It has been recorded that during the WW II incarceration of the LSSP escapees who were assigned this task these cosseted youths suffered terribly from bleeding fingers and split nails. The finished product was then sent to the government officers that had ordered them. Years later, when I was Government Agent of Trincomalee I came across a few rural entrepreneurs foraging for wild cane in the brush jungle of Seruwila to be sold to the Prisons Department.

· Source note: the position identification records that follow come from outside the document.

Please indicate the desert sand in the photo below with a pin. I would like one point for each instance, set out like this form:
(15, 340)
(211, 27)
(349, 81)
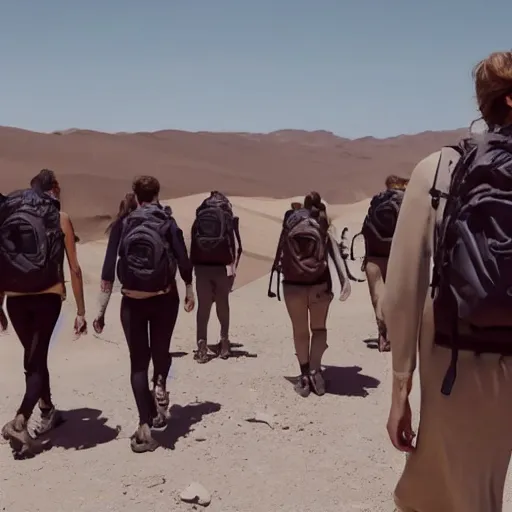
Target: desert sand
(96, 169)
(327, 454)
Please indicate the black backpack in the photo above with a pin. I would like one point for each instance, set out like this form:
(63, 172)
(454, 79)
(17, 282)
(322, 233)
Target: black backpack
(472, 277)
(31, 242)
(212, 236)
(304, 248)
(146, 261)
(380, 222)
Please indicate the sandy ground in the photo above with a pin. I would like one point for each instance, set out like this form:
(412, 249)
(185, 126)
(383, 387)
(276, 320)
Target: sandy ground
(326, 454)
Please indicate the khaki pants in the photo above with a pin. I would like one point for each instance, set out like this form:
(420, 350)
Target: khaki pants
(375, 269)
(213, 285)
(308, 307)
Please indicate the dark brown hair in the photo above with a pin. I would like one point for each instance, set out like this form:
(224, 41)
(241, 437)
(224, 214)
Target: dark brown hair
(126, 206)
(313, 202)
(146, 188)
(493, 83)
(45, 181)
(396, 182)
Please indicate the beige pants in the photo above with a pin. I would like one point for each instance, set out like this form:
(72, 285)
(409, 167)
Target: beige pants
(308, 307)
(375, 269)
(465, 439)
(213, 285)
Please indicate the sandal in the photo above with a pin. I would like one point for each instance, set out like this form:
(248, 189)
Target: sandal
(15, 431)
(50, 419)
(142, 441)
(317, 382)
(201, 355)
(302, 386)
(161, 398)
(225, 349)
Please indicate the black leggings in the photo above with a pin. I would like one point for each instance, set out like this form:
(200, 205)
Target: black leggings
(34, 318)
(158, 316)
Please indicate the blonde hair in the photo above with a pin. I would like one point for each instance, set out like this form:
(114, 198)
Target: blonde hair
(396, 182)
(493, 83)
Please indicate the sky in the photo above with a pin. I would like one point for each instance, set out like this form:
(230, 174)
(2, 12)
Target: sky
(354, 67)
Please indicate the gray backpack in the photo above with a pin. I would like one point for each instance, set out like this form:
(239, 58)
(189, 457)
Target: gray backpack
(472, 278)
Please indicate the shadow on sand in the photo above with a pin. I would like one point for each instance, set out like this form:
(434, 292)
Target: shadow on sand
(81, 429)
(178, 354)
(345, 381)
(182, 420)
(372, 343)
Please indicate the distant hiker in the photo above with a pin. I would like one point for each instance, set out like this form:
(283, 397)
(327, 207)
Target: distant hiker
(150, 248)
(302, 257)
(456, 214)
(378, 229)
(214, 254)
(34, 236)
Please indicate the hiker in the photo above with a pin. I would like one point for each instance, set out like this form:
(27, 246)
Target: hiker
(151, 248)
(215, 257)
(378, 229)
(34, 235)
(302, 257)
(456, 213)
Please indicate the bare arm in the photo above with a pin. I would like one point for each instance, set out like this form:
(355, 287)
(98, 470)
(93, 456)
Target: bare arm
(3, 317)
(334, 252)
(74, 267)
(238, 239)
(408, 274)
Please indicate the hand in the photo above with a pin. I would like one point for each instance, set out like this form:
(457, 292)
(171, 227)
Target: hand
(190, 300)
(4, 323)
(346, 290)
(399, 425)
(99, 324)
(80, 325)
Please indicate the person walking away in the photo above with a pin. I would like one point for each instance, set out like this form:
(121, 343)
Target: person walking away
(302, 257)
(148, 247)
(215, 257)
(378, 229)
(34, 235)
(456, 212)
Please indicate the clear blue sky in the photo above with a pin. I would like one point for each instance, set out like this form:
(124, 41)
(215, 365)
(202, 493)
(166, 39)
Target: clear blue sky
(354, 67)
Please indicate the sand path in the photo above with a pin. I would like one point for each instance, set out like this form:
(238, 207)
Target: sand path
(326, 454)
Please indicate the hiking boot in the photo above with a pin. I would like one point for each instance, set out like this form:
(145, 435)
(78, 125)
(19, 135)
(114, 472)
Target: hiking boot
(161, 398)
(15, 431)
(317, 382)
(201, 355)
(50, 418)
(302, 386)
(142, 441)
(225, 348)
(384, 345)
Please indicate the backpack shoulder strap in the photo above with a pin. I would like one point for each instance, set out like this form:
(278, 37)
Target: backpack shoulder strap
(448, 159)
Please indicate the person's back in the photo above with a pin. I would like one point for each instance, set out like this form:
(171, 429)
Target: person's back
(460, 461)
(213, 252)
(34, 236)
(302, 258)
(148, 247)
(378, 230)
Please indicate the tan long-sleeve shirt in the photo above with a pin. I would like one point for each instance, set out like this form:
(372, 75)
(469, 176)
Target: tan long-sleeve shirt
(408, 274)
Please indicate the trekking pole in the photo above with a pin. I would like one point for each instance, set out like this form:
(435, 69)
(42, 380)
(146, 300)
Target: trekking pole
(352, 257)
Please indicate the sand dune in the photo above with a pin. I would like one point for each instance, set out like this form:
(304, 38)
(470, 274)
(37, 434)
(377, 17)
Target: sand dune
(326, 454)
(96, 169)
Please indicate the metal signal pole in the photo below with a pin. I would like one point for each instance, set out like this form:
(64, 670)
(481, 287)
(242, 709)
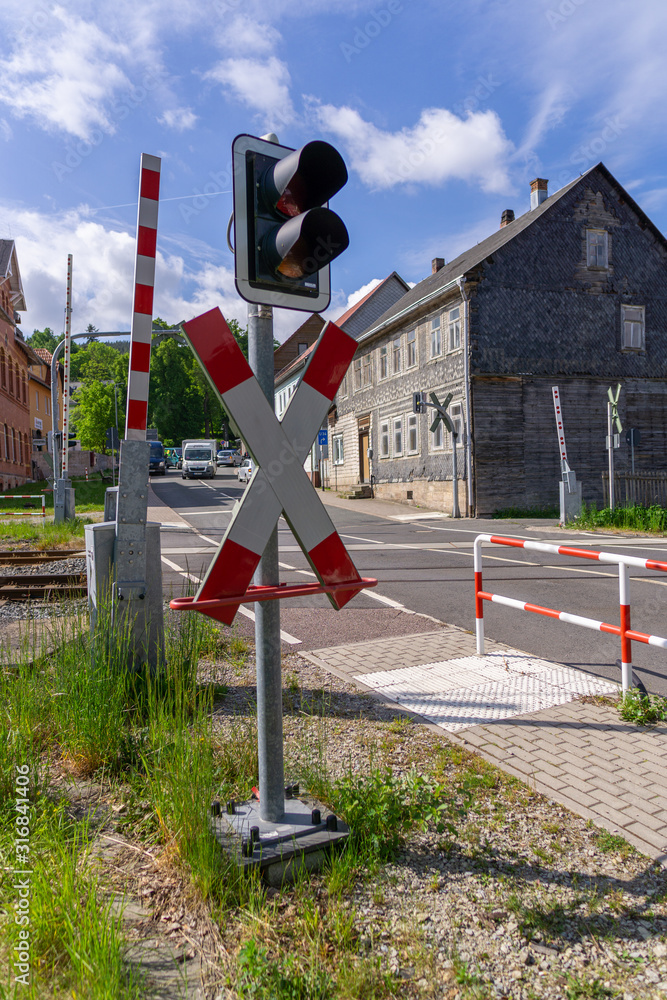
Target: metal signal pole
(267, 614)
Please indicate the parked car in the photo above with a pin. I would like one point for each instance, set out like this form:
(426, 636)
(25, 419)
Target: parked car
(246, 470)
(157, 465)
(228, 456)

For the next few years there was no great change in the ‘waste’ that ended up in our WPBs – old carbons, over-used blotting paper, greasy Roneo paper, drafts and discarded petitions in ‘broken’ English. Then came the “great upset of 1956”. It slowly seeped into government offices. Sinhala as the new Official Language transformed once-familiar designations. ‘Peon’ became ‘Karyala Karya Sahayaka’(KKS) and the Waste Paper Basket became ‘Kunu Kooduwa’ (but, strangely, continued to be referred to as WPB). There was an initial increase in the volume of stuff that filled our WPBs as ‘old entrants’ who had been educated in English, struggled to readjust themselves to writing, memos and letters in Sinhala. Our initial forays into the Official Language stuffed full our WPBs.

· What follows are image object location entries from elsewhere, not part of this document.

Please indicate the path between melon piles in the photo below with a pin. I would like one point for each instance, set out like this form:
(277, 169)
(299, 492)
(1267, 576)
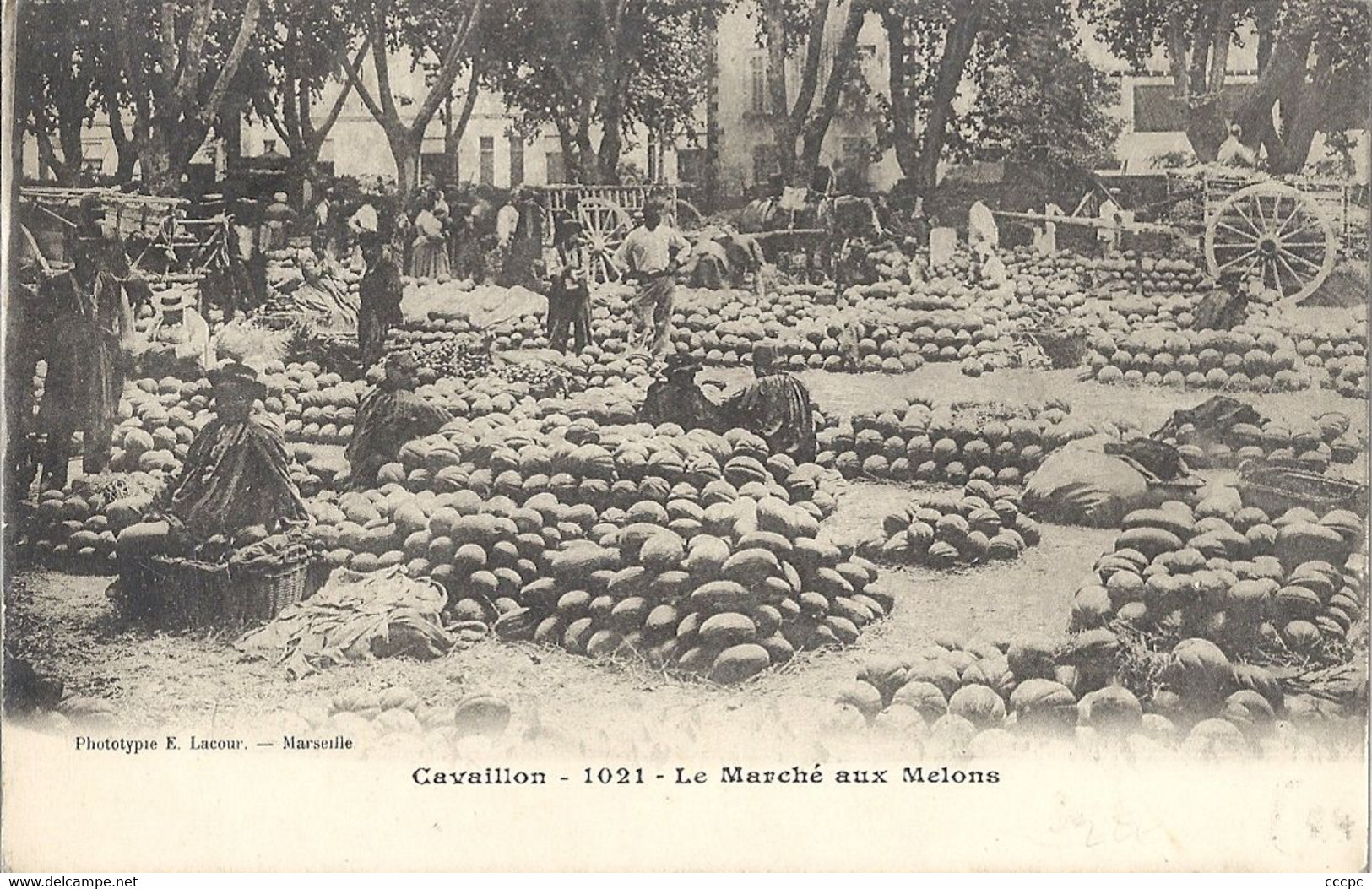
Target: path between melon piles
(188, 680)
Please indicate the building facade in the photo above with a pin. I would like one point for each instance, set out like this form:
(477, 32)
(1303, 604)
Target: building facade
(731, 149)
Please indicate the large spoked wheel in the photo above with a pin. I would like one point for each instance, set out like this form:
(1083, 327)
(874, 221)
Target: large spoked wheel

Old JRJ’s Open Economy trumpeted the Last Post for the WPB. Tons of cheap plastic containers flooded the market and the old cane WPBs were no longer economical. ‘Baskets’ in pastel colours now decorate government offices – adequate for today’s almost paper-less office work.
However, the WPB is as ‘undead’ as Count Dracula. Our political cartoonists relish drawing unpopular politicians and their policies peering out of the old style WPB into which they have been flung. A neat bit of artistic shorthand.
As an octogenarian veteran of government service I believe it is important to remember its past and honour that now almost forgotten item of office equipment, the Waste Paper Basket, which made our work so easy. In conclusion, I have a confession to make – in a corner of my home there hides an old WPB that I extracted as a souvenir from my last Kachcheri. I only hope I will not be hauled before the FCID or CIABOC for this misdemeanour.